Re: Can anyone make this regex job neater?
by jeffa (Bishop) on Oct 11, 2005 at 16:40 UTC
|
my @line = split('\|', $_);
if ($line[0] eq 'NTE') {
# parse NTE line
}
elsif ($line[0] eq 'OBX') {
# parse OBX line
}
else {
# got something unexpected
}
I try to avoid using $1, $2, etc. directly.
| [reply] [d/l] |
|
|
$ perl -e 'print join("::", split q"\|", q"OBX|foo|blah|||"),$/'
OBX::foo::blah
$ perl -e 'print join("::", split q"\|", q"OBX|foo|blah|||", -1),$/'
OBX::foo::blah::::::
| [reply] [d/l] |
Re: Can anyone make this regex job neater?
by Roy Johnson (Monsignor) on Oct 11, 2005 at 17:01 UTC
|
You can match and edit substr:
if (/^OBX(?:[^|]*|){2}([^^]*)/) {
substr($_, $-[1], length($1)) =~ s/(?=([a-z]))/$1 > 'Z' ? 'L' : 'U
+'/ge;
}
Can't test it, so it might need some tweaking.
Caution: Contents may have been coded under pressure.
| [reply] [d/l] |
Re: Can anyone make this regex job neater?
by Aristotle (Chancellor) on Oct 11, 2005 at 21:59 UTC
|
Find the location with a match, then run a replace from that point on.
#!/usr/bin/perl
use strict;
use warnings;
while(<DATA>) {
if( m{ \A OBX \| [^|]* \| }gmsx ) {
s{
\G (?: ([[:upper:]]) | ([[:lower:]]) | ([^\^]) )
}{
defined $1 ? "U$1" :
defined $2 ? "L$2" :
$3
}sexmg;
}
print;
}
__END__
NTE||L|obr note
OBX|NM|aaA..^Haem^RD2|7.5|g/dL|13.0-18.0|OR|
NTE||L|obx note 1/1 for 3058
OBX|NM|dBf..^TWC^RD2|8.9|10*9/L|4.0-11.0||
Makeshifts last the longest. | [reply] [d/l] |
Re: Can anyone make this regex job neater?
by blazar (Canon) on Oct 11, 2005 at 16:44 UTC
|
I was just curious is there was a more elegant way to do this - preferably a single s///, rather than one match and two substitutions.

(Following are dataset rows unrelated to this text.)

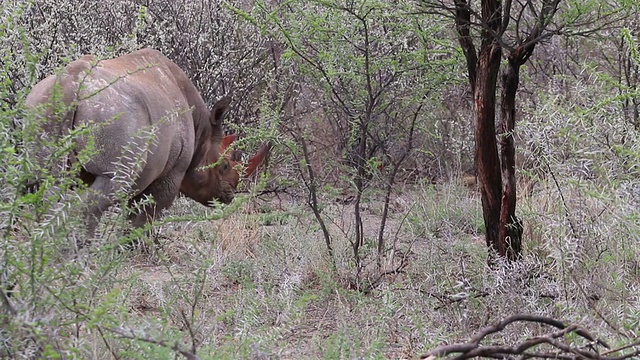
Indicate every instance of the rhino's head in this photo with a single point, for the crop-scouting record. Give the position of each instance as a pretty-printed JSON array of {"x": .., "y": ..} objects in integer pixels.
[{"x": 207, "y": 183}]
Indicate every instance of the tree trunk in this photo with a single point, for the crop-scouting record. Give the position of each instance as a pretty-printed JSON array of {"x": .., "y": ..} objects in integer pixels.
[
  {"x": 510, "y": 236},
  {"x": 486, "y": 156}
]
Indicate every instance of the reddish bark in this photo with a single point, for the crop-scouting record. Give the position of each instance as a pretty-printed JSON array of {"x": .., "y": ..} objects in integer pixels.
[{"x": 510, "y": 226}]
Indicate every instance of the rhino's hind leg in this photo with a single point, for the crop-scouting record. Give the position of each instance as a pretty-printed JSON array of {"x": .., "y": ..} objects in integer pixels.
[{"x": 98, "y": 199}]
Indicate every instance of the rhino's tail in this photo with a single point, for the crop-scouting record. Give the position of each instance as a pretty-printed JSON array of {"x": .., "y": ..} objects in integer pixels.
[{"x": 69, "y": 83}]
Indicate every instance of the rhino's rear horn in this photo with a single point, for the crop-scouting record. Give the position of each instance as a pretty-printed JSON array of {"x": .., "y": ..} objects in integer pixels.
[
  {"x": 257, "y": 159},
  {"x": 226, "y": 141}
]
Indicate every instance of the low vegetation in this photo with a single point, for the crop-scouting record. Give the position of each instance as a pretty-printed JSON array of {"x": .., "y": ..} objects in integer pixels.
[{"x": 363, "y": 237}]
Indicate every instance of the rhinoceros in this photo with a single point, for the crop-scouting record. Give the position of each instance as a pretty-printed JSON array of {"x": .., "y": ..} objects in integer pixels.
[{"x": 147, "y": 118}]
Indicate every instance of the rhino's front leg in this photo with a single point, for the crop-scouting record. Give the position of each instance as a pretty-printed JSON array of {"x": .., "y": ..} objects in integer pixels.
[{"x": 164, "y": 191}]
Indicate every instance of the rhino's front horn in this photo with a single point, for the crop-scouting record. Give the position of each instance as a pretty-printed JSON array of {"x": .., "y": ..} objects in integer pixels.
[{"x": 257, "y": 159}]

Thanks in advance...
This smells a lot like homework, so I'm not posting a full answer -- hints only! In any case I'd also take into account split, and then of course you can join again with '|' (too explicit a hint?!?).
Whatever, there's nothing wrong using two or more statements: it may well be doable with a single s///, but it would just be an exercise in doing it the difficult way. Your code must also be clear, mantainable and easy to understand. Incidentally you may also do
for ($stuff[2]) {
s/(?=[A-Z])/U/g;
s/(?=[a-z])/L/g;
}
| [reply] [d/l] [select] |
|
|
This smells a lot like homework, so I'm not posting a full answer -- hints only!

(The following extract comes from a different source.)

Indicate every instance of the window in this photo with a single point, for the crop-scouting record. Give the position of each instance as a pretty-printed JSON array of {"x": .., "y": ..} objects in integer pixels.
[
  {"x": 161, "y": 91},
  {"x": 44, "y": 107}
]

Heh - well, not really, since I already have a solution.
It was just that I was curious to see if such a task could be handled with a single regex, or whether my instinct to break the job into seperate regexes was correct.
Thanks to all for input - it looks like my original instinct was correct. Other solutions exist (of course - hey, it's perl), but split is inconvenient, since I'd need to rejoin later. Maybe it would be a little faster - I dunno - but (high) speed isn't really an issue with this particular job.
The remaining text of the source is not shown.